Het schrijven van deze blog verhalen vindt ik leuk om te doen. Het is ook een soort dagboek want veel kan ik terug kijken. Ik probeer ook altijd positief te schrijven en vooral geen personen te kwetsen.
Soms ben ik het niet eens met de gang van zaken zoals de lossing van Arlon en vooral het feit dat ons afdelingsbestuur hier niet op gereageerd heeft. Is het de arrogantie naar de leden toe of wellicht een misrekening? Ik weet het niet maar fraai is anders. Daarna dacht ik slim te zijn om even naar het vluchtverslag te gaan kijken bij de uitslagen op de afdelingsite onder info. Wat blijkt die worden al maanden niet meer toegevoegd. Ik was altijd behoorlijk positief gestemd over ons afdelingbestuur maar dat heeft nu een beste deuk opgelopen.

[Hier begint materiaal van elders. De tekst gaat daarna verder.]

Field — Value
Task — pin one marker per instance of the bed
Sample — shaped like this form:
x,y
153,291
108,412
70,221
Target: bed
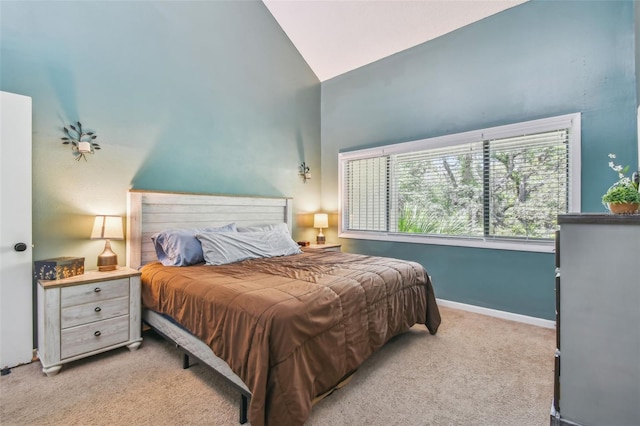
x,y
284,330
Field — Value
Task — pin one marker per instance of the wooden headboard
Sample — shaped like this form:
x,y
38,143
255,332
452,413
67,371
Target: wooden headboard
x,y
149,212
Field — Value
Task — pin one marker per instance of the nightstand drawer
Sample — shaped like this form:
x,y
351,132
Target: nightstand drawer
x,y
93,336
94,292
95,311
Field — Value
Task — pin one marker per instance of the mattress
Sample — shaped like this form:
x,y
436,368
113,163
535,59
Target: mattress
x,y
292,327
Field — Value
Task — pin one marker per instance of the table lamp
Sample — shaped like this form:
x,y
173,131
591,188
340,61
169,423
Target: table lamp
x,y
320,220
107,228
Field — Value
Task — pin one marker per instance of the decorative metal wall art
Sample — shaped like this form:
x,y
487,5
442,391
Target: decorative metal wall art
x,y
81,142
305,172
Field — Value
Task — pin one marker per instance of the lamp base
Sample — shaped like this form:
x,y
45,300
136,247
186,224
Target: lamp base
x,y
108,260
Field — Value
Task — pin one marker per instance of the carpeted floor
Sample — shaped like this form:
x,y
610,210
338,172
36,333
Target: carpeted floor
x,y
477,370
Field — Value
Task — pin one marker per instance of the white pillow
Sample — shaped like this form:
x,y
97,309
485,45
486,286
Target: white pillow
x,y
228,247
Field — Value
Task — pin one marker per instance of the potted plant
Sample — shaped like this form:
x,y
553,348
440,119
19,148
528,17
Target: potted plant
x,y
623,196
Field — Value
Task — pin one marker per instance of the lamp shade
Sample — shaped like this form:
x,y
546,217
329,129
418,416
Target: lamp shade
x,y
320,220
107,227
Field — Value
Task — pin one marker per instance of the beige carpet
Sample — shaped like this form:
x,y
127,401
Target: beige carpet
x,y
477,370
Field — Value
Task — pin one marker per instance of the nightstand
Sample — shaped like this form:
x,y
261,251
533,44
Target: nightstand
x,y
87,314
325,247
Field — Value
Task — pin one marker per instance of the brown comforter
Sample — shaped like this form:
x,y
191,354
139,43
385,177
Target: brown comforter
x,y
292,327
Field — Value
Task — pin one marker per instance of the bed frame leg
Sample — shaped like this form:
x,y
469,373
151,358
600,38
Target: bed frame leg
x,y
244,403
185,361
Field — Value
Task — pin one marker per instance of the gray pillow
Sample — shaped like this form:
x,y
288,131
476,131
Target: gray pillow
x,y
179,247
230,247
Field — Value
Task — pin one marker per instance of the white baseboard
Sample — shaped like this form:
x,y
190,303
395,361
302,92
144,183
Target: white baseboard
x,y
498,314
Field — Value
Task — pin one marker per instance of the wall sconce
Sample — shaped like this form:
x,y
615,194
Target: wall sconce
x,y
107,228
320,220
81,142
305,172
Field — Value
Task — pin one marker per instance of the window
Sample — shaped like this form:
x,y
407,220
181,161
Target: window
x,y
501,187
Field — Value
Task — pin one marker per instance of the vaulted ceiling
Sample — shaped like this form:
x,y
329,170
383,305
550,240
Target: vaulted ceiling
x,y
336,36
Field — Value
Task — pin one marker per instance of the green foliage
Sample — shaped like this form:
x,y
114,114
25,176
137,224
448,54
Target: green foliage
x,y
624,190
416,221
620,193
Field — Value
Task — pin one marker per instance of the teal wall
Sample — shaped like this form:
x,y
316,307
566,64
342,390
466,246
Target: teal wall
x,y
188,96
211,96
535,60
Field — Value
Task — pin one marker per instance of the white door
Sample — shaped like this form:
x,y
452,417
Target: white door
x,y
16,301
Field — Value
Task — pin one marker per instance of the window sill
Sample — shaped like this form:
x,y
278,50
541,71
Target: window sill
x,y
493,244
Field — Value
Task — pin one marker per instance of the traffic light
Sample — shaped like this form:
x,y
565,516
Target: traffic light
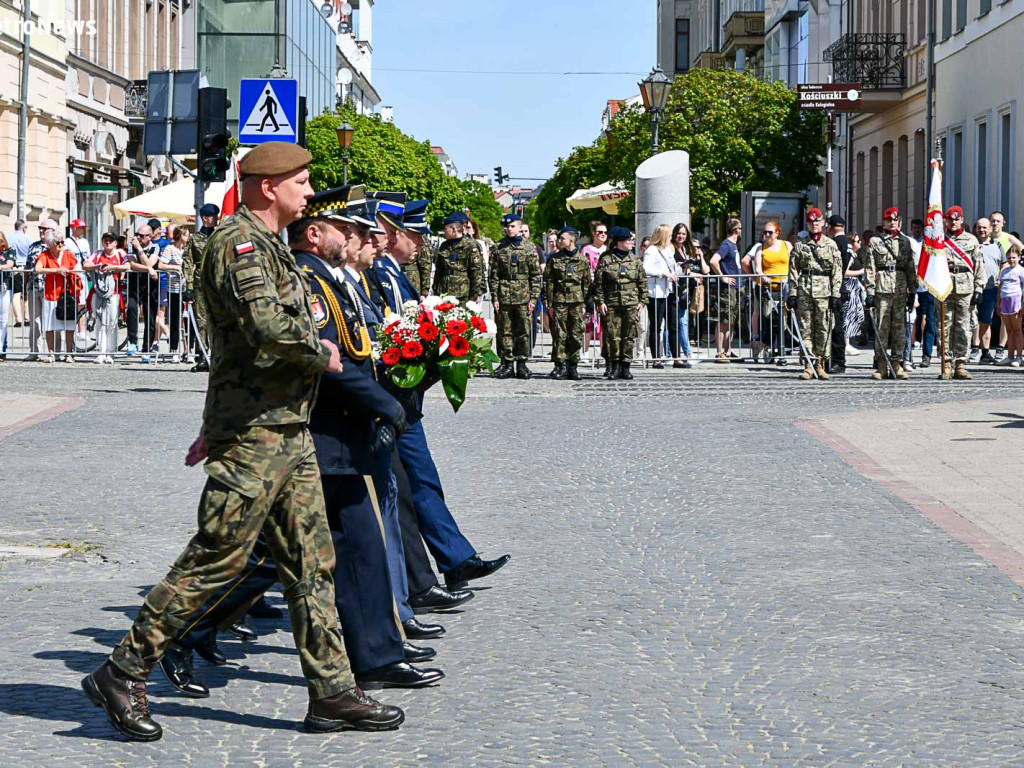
x,y
213,134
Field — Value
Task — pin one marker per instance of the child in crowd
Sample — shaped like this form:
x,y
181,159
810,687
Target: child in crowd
x,y
1011,285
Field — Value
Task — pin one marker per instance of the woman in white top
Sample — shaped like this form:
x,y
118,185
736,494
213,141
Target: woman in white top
x,y
659,264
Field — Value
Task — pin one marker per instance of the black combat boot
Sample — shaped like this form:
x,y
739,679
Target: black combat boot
x,y
505,371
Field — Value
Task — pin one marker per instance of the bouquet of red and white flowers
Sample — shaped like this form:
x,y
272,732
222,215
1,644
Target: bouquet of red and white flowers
x,y
439,339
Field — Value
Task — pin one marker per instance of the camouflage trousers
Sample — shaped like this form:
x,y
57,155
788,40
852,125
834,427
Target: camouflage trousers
x,y
566,333
513,332
620,333
957,326
889,316
267,480
815,325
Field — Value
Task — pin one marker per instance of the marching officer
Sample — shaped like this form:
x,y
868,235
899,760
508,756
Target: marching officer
x,y
459,264
815,285
514,284
892,281
967,268
620,292
566,288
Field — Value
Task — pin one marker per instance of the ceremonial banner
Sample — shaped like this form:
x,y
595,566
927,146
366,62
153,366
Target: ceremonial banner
x,y
933,269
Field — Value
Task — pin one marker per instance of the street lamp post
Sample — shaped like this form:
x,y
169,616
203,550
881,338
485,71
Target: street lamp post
x,y
345,132
654,91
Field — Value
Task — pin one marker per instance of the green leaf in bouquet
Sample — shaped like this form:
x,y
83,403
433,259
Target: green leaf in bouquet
x,y
408,377
455,375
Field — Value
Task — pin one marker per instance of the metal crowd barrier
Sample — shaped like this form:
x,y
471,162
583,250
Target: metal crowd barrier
x,y
151,322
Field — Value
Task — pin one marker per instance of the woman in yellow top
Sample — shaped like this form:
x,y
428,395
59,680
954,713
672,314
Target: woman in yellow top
x,y
771,258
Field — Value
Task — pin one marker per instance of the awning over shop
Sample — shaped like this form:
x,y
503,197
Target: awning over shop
x,y
605,197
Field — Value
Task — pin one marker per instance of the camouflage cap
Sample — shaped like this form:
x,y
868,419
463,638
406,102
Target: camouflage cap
x,y
272,159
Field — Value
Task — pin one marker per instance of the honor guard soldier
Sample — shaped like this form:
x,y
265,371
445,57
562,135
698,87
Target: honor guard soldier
x,y
815,286
262,473
514,284
620,292
459,265
967,269
193,266
892,281
566,289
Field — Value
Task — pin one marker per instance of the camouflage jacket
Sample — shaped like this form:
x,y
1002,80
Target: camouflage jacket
x,y
889,267
966,281
816,268
459,269
515,273
566,279
620,281
265,355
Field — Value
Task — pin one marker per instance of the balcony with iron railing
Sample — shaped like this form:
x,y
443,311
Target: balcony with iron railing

Nu woon ik in Hengelo en ben lid van postduivenvereniging de Luchtreizigers. Een hele leuke en vooral sterke vereniging. Soms wil ik graag wat meer doen voor de vereniging maar een eerdere burnout zorgt ervoor dat ik niet teveel kan aanpakken. Mijn eigen duiven verzorgen is soms al teveel.
Wat ik wel blijf doen is genieten van de aankomsten van onze duiven, samen met Dini, Sabine, Maurice, Jan en Greetje die mij enorm helpen en steunen. Samen hebben we het ook altijd heel gezellig en daar draait het toch ook om.